Outra personagem que considerei bem interessante da série foi Miracolina. Adolescente preparada desde nascença para ser tributada como dízimo por seus pais, devido a motivos religiosos. Todavia, para mim, Cam é a personagem mais intrigante. É a primeira criatura composta por vários pedaços vivos de seres humanos, incluindo o cérebro, formando assim uma espécie de monstro do livro “Frankenstein”. 

“A escola é enorme, então, mesmo que dízimos não sejam comuns na vizinhança, há outros quatro, todos vestidos de branco como ela. Antes, havia seis, mas os dois mais velhos já se foram. Os dízimos restantes são seus amigos verdadeiros. São aqueles a quem ela sente a necessidade de dizer adeus.”

“- Não – diz Risa. – Não te acho medonho. É só que não consigo te entender. É como olhar para Picasso e tentar decidir se a mulher na pintura é feia ou bonita. Você não sabe, mas não consegue parar de olhar.
Cam sorri.
- Você me vê como arte. Gosto disso.”

Entre os problemas éticos abordados em meio a uma narrativa dinâmica, a história possui variados focos, incluindo personagens não tão importantes para o enredo como pais ou um simples guarda do portão, técnica que Shusterman utiliza muito bem em momentos de suspense. Apesar de eu não ter lido o primeiro livro da série, neste encontrei todas as informações necessárias sem que me perdesse no enredo, e ainda me senti motivado ler os outros. Um elemento que achei bastante criativo são os anúncios do programa de fragmentação ao longo do texto. São fragmentos destacados, sem ligação direta com a narrativa, que reforçam a ambientação, dando a impressão de ironia bastante ácida. 

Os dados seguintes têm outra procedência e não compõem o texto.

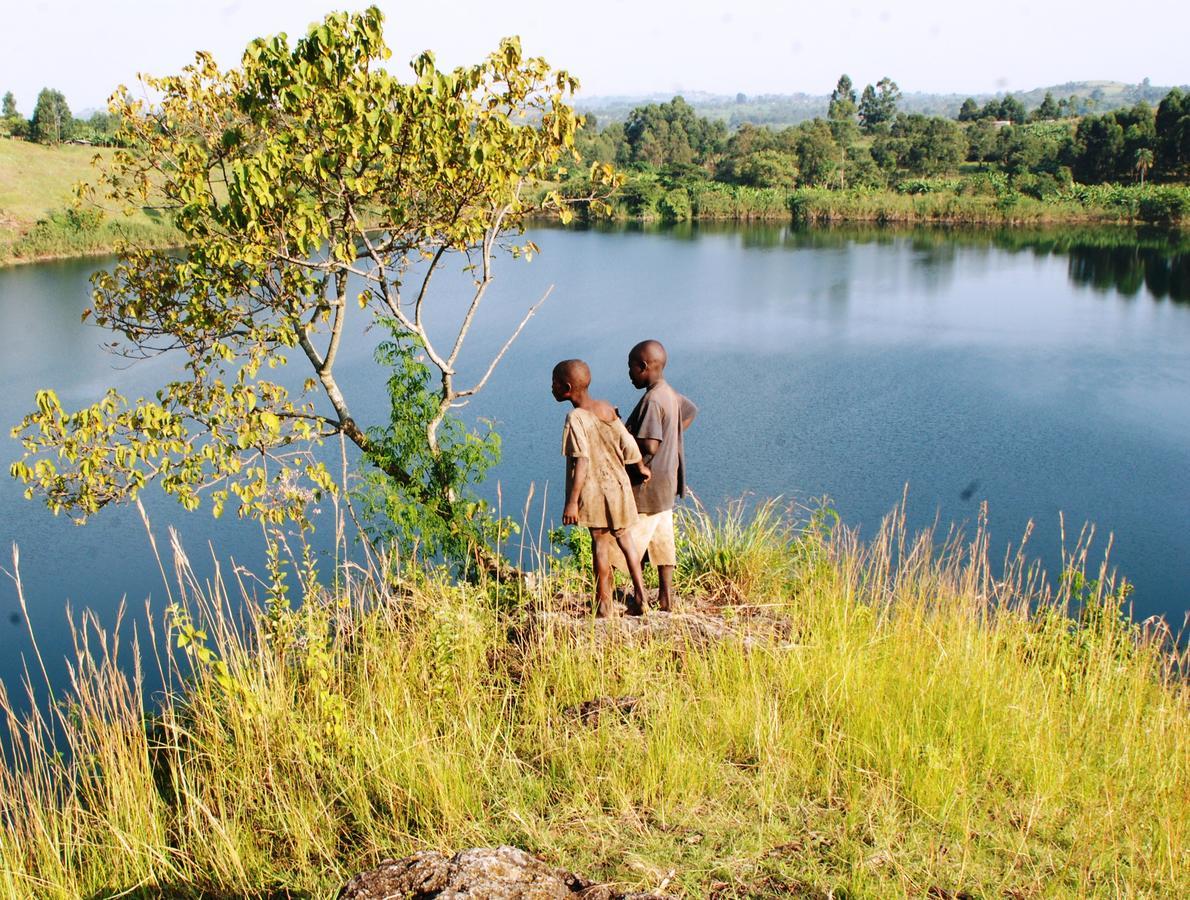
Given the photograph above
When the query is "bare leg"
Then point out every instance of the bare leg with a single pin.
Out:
(665, 587)
(603, 607)
(638, 582)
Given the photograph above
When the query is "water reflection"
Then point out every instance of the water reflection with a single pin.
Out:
(1126, 260)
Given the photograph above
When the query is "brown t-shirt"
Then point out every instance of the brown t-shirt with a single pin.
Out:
(658, 417)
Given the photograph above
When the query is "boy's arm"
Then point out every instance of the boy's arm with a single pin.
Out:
(576, 474)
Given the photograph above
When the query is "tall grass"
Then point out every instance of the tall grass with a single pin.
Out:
(935, 725)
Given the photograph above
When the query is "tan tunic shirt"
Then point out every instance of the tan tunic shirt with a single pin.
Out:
(606, 498)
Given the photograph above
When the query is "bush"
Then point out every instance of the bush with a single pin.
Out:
(675, 206)
(1165, 205)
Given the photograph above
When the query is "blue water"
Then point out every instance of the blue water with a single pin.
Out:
(1041, 373)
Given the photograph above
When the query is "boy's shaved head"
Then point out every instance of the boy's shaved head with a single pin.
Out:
(574, 372)
(650, 351)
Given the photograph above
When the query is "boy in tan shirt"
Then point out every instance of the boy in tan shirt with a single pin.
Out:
(599, 494)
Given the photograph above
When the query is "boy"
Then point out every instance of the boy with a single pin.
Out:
(599, 494)
(658, 423)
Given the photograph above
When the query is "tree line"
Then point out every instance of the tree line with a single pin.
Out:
(52, 122)
(866, 141)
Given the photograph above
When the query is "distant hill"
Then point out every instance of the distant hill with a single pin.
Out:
(778, 110)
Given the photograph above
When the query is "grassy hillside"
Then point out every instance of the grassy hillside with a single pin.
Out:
(36, 189)
(881, 719)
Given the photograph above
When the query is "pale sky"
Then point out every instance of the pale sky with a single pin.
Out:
(631, 47)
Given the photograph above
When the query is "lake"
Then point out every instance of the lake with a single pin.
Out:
(1038, 372)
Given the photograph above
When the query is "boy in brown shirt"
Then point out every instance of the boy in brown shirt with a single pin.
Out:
(599, 494)
(658, 424)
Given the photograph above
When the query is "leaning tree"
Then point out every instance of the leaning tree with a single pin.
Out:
(309, 185)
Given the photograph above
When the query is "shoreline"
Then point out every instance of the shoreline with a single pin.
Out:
(810, 219)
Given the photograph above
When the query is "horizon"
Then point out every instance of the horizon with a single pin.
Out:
(663, 49)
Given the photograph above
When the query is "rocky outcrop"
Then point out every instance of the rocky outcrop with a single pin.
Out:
(502, 873)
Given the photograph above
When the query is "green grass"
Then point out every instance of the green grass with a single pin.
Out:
(919, 723)
(36, 192)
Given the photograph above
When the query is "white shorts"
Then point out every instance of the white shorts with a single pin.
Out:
(652, 532)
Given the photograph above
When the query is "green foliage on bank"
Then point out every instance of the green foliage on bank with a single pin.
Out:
(869, 162)
(881, 719)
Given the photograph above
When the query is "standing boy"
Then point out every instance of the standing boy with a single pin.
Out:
(658, 423)
(599, 494)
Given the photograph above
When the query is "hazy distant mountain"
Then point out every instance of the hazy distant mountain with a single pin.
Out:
(790, 108)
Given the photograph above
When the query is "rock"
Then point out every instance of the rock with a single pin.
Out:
(589, 712)
(502, 873)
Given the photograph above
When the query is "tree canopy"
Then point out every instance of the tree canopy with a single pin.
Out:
(309, 185)
(51, 118)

“Quando perdi meu emprego, as contas e as dividas começaram a se acumular e eu não sabia o que fazer. Não achei que houvesse um jeito de sustentar minha família. Cheguei a pensar em ir até uma unidade de colheita no exterior e me dividir no mercado negro para pagar as despesas da minha família, mas o mercado negro me assustava. Bom, pelo menos há uma proposta em votação para legalizar a fragmentação voluntária de adultos – algo que daria à minha família dinheiro o suficiente para sobreviver. Imagina só! Eu poderia entrar no estado dividido com paz de espírito, sabendo que minha família ficaria confortável – e, ao legalizar isso, seria o fim da linha para os fragmentadores do mercado negro. Vote sim na Proposta 58! Ajude as famílias como a minha e dê um fim à pirataria de órgãos!”

Por fim, Desintegrados me fez pensar bastante nas considerações modernas a respeito da vida. Mediante ao laborioso esforço que foi deixarmos de ser meras bestas, refletir no quanto nossa realidade tem de semelhanças com essa ficção é algo que pode ser aterrador para o leitor mais consciente dos fundamentos originais do direito natural à vida. Assim como no romance de Shusterman, é evidente que no nosso mundo existam grupos políticos que não medem esforços para, através de propagandas e influência de entretenimento artístico, relativizar a vida e reduzi-la ao preço de uma peça vendida no supermercado. Apesar de ser uma ficção, é capaz de chamar a atenção para algo tão sério. A chave de entendimento talvez seja justamente o absurdo, também observado em obras como 1984 e Admirável Mundo Novo. Aconselho veementemente a leitura.




Desintegrados - Neal Shusterman

A Fragmentação tornou-se um grande negócio com poderosos interesses políticos e corporativos em jogo. O governo não quer apenas continuar com ela, como também expandi-la.

Cam foi feito inteiramente com as melhores partes de fragmentados e, tecnicamente, ele é um garoto que não existe. Um verdadeiro
Frankstein do futuro, que luta para encontrar sua identidade e se questiona se um ser como ele pode ter alma.

Quando as ações de um sádico caçador de recompensas ameaçam a causa de Connor, Lev e Risa, o destino de um deles é ligado ao de Cam.

A aguardada sequência de Fragmentados desafia a suposição de onde começa e termina a vida e o que realmente significa viver.